Jamison established a cloth mill at Regentville in 1842 to supplement the estate's earnings from its vineyard, horse stud, dairy, orchard and collection of grazing paddocks for sheep and cattle. But he suffered the loss of a large proportion of his fortune around this time due to the effects of a protracted drought and an economic depression, which had sent many of the colony's farmers and businessmen broke. He was omitted from the Legislative Council nominations in 1843 on account of his infirmities and comparatively advanced years. (Without doubt, his poor state of health had been accentuated by the hedonistic lifestyle that he had led since his arrival in New South Wales.) Jamison died at Regentville House on 29 June 1844 and was buried in St Stephen's churchyard, Penrith. His grave survives but Regentville House does not: the two-storey Georgian mansion, erected during 1823–1824, burned down in 1869.

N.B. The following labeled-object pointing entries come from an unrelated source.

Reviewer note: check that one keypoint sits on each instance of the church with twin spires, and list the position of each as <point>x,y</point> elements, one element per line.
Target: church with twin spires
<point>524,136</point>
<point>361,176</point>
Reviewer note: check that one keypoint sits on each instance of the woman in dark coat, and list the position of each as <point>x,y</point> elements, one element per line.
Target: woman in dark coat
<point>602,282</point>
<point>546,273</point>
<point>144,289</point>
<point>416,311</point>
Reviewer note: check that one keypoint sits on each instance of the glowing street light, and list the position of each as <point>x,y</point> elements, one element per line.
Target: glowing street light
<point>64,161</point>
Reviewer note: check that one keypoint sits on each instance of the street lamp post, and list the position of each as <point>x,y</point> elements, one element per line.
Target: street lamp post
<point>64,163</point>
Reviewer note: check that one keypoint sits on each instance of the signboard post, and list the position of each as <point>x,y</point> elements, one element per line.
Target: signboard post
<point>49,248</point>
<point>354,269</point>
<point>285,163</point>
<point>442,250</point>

Jamison Street in Sydney's CBD, which was once the site of Jamison's town house, commemorates him - as does the Jamison Valley, Jamison County, Jamison Creek, Jamison High School, Jamison Park and a number of other localities in New South Wales.

==Children==
Jamison fathered a number of illegitimate children by several mistresses. These mistresses included Mary Griffiths - the daughter of Regentville's dairyman, with whom he had two sons and five daughters. Jamison married Mary a few months before his death, thus enabling her to be styled Lady Jamison. One of their sons, Robert Jamison (1829-1878), was a Member of the Legislative Assembly of New South Wales from 1856 to 1860. Lady Jamison died at Hunters Hill, Sydney in 1874, aged 74. She was interred in Camperdown Cemetery in the inner-Sydney suburb of Newtown. Her grave, like Sir John's, is extant. Another of Jamison's mistresses was Catherine Cain(e), the convict 'housekeeper' assigned to him at his Sydney residence. Catherine gave birth to a daughter by him, Harriet Eliza Jamison, in 1819. Harriet grew up to be a cultivated and pious young woman. In 1837, she married into the colonial establishment. Her husband was William John Gibbes (1815-1868) - a son of the Collector of Customs for New South Wales, Colonel John George Nathaniel Gibbes (1787-1873). The wedding took place at St James' Anglican Church, Sydney, in the presence of the governor. Harriet died in Sydney in 1896.